Blythe v. Bell (Lawyers Weekly No. 12-15-1199, 17 pp.) (James L. Gale, J.) 2012 NCBC 60
Holding: In the absence of an operating agreement, when LLC member Hickory Brands, Inc. assigned its interest in the LLC to other members, no consent was required and Hickory Brands was then no longer a member of the LLC. When another LLC member, defendant Joseph, later assigned his interest to (then non-member) Hickory Brands, Hickory Brands received only Joseph’s economic interest in the LLC, and Joseph retained his control interest pending the members’ unanimous consent to the assignment.
Defendants’ motion for partial summary judgment is granted. Plaintiffs’ motion for partial summary judgment is denied.
In reaching this decision, the court resolves a potential conflict between two phrases within G.S. § 57C-5-02. One restrictively states that an assignee “receives only the distributions and allocations to which the assignor would be entitled but for the assignment.” The other provides that “a member ceases to be a member upon assignment of all of his membership interest.”
The court interprets the N.C. Limited Liability Company Act to allow members, absent a contrary agreement, to transfer both their economic and control membership interests to existing members without unanimous member consent.

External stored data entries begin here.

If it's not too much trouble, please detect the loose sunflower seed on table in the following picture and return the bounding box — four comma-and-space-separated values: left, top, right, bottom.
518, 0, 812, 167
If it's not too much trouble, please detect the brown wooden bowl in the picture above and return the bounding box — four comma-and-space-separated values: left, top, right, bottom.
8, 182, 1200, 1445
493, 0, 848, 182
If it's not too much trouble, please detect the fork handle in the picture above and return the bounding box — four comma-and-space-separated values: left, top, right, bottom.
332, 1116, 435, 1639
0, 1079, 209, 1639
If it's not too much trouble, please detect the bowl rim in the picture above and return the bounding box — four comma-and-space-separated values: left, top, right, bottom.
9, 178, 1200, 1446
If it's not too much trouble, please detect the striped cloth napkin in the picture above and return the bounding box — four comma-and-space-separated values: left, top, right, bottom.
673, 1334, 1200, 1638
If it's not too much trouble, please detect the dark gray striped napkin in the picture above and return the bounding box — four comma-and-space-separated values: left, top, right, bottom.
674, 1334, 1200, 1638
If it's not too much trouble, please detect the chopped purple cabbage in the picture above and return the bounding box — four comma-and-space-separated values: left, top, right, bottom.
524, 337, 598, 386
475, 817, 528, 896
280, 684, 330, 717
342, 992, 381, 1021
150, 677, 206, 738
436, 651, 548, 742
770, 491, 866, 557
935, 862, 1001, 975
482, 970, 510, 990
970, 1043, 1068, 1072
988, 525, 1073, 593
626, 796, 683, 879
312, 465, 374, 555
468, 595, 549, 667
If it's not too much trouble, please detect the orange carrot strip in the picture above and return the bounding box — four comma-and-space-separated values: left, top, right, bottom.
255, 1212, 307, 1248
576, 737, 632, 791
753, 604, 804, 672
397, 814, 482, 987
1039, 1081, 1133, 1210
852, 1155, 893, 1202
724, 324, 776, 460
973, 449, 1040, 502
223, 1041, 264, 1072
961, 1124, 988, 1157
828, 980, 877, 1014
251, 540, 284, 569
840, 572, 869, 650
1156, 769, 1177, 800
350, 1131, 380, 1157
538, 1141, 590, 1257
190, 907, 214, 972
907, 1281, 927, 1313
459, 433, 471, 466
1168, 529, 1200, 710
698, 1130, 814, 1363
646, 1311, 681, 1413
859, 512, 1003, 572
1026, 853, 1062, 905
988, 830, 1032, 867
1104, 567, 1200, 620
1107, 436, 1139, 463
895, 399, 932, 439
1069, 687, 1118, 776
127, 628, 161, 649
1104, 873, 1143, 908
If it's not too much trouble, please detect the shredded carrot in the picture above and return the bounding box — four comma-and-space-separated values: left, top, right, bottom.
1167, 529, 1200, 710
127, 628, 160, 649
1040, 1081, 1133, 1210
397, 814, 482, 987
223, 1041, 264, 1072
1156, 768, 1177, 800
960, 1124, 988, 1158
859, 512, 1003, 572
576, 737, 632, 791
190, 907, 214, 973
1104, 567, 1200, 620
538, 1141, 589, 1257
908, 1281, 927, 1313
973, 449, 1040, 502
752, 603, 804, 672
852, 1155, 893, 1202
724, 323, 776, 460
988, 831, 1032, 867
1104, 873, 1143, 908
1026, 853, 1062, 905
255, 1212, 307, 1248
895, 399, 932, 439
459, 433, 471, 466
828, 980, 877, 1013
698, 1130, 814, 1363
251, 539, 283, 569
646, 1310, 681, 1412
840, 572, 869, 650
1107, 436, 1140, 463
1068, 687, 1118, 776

Under the default provisions of the Act, a member assignor ceases to be a member under § 57C-5-02 once his entire interest is assigned. Such assignment is immediately complete upon assignment as between existing members without the need for further member consent, but as to an assignment to a non-member, the assignor does not cease being a member until the assignee is admitted pursuant to the provisions of § 57C-5-04.